Собеседник на том конце провода вздохнул с облегчением.
– Благодарю, мастер-князь. Тогда я буду держать вас в курсе.
– А как зовут нашего гостя? – осторожно полюбопытствовал я.
– Не сказали, – растерянно ответил глава экологического ведомства. – Возможно, имя и время прибытия будут храниться втайне. Чтобы проверка стала внезапной.
Я едва сдержал вздох разочарования. В столице любили «внезапные» проверки, о который на местах все были в курсе. Но если этот человек полезет в лес к Митричу или еще чего хуже Иволгину…
– Благодарю вас за оперативность, – произнес я. – Держите меня в курсе.
– Будет сделано, Николай Арсентьевич, – отрапортовал Костомаров, и я завершил вызов. Положил телефон на стол, взглянул в окно. На мгновение тишина в гостиной показалась особенно плотной, будто даже огонь в камине приглушил треск, вслушиваясь в разговор.
– Что-то случилось? – осторожно уточнила Вера.
Я обернулся.
– Пока еще ничего, – произнёс я. – Из столицы к нам направили ревизора от фонда. Видимо, заинтересовались нашим северным оленем.
– Ревизора? – нахмурившись, переспросила секретарь. – Неожиданно.
– Именно поэтому меня это и тревожит, – признался я. – Впрочем, если верить Костомарову, всё под контролем. Во всяком случае, пока.
Из кухни донёсся запах свежего хлеба и знакомое ворчание Никифора. Значит, завтрак, скорее всего, был почти готов. Я откинулся в кресле, ощущая, как утро окончательно наполняется привычной деловитостью. Покой прошедшего дня уходил, уступая место работе и новым испытаниям.
– Проблема в том, что ревизор должен прибыть инкогнито. И если он пойдет в одиночку блуждать по нашим лесам…
Вера не ответила. Но судя по ее побледневшему лицу я догадался, что она смекнула, к чему я клоню.
– Съест его какой-нибудь голодный волк, а нам потом объясняйся перед комиссией, куда пропал важный гость из столицы, – заключил я. – И это при условии, что этот ревизор не играет на стороне «Бастиона».
– И… что делать? – растерянно уточнила Вера.
– Для начала позавтракать, – с улыбкой ответил я. – А затем посоветоваться с Владимиром Васильевичем. Идите в столовую, я скоро подойду.
Вера кивнула и вышла, оставив за собой лёгкий аромат лаванды.
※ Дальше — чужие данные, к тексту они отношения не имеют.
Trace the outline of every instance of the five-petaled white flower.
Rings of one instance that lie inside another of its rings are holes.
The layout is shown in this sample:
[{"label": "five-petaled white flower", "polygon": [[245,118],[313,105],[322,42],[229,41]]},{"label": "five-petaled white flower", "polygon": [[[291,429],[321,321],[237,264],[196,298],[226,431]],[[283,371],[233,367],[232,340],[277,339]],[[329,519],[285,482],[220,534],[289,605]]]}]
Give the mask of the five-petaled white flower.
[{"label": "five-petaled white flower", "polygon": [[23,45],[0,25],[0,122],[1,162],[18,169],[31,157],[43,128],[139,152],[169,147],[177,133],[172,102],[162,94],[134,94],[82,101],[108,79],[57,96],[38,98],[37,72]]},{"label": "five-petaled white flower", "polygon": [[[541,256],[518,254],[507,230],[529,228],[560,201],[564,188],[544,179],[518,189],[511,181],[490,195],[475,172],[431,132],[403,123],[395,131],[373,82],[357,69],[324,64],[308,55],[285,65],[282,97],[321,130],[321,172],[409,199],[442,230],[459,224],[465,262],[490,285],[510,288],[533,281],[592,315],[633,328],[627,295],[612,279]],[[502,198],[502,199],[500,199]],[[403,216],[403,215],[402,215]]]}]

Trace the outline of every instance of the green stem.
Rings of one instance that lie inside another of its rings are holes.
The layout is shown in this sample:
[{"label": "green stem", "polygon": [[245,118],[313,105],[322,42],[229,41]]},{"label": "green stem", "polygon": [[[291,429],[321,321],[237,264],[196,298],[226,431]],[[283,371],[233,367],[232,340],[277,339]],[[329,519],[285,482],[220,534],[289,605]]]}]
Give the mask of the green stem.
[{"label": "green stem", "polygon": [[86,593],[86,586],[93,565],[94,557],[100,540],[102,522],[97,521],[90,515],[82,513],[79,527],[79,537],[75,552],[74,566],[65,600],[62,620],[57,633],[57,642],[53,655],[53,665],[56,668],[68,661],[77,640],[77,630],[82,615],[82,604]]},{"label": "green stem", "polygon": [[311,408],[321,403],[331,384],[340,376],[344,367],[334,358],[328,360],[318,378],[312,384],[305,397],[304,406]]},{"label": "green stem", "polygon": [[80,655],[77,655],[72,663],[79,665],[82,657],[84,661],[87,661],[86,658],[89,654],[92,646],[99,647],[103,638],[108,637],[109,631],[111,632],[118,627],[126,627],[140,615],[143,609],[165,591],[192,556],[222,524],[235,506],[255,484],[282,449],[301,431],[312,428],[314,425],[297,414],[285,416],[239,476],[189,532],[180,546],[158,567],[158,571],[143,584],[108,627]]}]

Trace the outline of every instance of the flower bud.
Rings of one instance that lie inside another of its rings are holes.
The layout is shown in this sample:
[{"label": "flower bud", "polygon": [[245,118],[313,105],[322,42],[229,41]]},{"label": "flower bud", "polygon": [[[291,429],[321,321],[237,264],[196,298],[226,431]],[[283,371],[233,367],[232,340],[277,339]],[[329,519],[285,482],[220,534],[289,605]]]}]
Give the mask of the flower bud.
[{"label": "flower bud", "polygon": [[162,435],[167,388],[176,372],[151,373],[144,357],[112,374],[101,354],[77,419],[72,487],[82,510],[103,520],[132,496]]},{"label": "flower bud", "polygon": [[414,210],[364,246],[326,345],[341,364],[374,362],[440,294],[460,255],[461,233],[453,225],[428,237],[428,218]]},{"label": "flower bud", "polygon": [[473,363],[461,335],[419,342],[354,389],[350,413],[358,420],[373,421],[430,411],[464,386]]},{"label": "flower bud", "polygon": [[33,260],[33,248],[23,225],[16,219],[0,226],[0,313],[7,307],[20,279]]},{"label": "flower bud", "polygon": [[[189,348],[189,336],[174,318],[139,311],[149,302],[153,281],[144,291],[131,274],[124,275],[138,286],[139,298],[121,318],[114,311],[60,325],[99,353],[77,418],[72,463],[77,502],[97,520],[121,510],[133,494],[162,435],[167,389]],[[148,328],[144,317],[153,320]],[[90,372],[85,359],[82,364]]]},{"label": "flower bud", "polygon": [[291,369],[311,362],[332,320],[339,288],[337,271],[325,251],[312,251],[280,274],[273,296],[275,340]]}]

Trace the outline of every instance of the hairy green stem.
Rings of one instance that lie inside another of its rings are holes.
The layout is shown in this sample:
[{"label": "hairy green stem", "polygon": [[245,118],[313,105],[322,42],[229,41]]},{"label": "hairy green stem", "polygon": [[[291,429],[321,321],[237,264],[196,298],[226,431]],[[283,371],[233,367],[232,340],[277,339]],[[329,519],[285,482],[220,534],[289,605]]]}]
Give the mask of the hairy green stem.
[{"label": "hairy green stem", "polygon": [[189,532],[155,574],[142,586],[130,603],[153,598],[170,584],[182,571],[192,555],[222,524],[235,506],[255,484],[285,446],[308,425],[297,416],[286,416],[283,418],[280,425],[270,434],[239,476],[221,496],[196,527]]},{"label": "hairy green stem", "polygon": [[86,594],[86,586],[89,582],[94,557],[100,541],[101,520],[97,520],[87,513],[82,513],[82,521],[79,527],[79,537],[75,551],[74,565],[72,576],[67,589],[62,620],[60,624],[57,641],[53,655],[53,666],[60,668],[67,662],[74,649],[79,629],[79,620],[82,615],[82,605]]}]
Я же остался сидеть в кресле, глядя, как солнечные лучи за окном ложатся на сад, и подумал, что покой в этом доме – понятие временное. Но, пожалуй, именно поэтому жить здесь и было интересно.
Глава 12
Важные беседы
Я поднялся из кресла и, прихватив чашку с остатками чая, и вместе с Верой направился в сторону столовой. Солнечные лучи, пробиваясь сквозь неплотно сомкнутые занавески, ложились на пол длинными светлыми полосами. Из кухни доносился аромат свежеиспечённого хлеба и пряных трав.
В столовой нас уже ждал Никифор в безупречно чистом, белом переднике. И я с удивлением отметил, что обычно взлохмаченные волосы домового, сегодня были аккуратно зачесаны. На столе дымился чайник, стояли корзина с булочками и блюдо с посыпанным зеленью омлетом. Возле подоконника, растянувшись, как король, грелся Мурзик, всем своим видом демонстрируя, что прошлые недоразумения с чаем он считает улаженными.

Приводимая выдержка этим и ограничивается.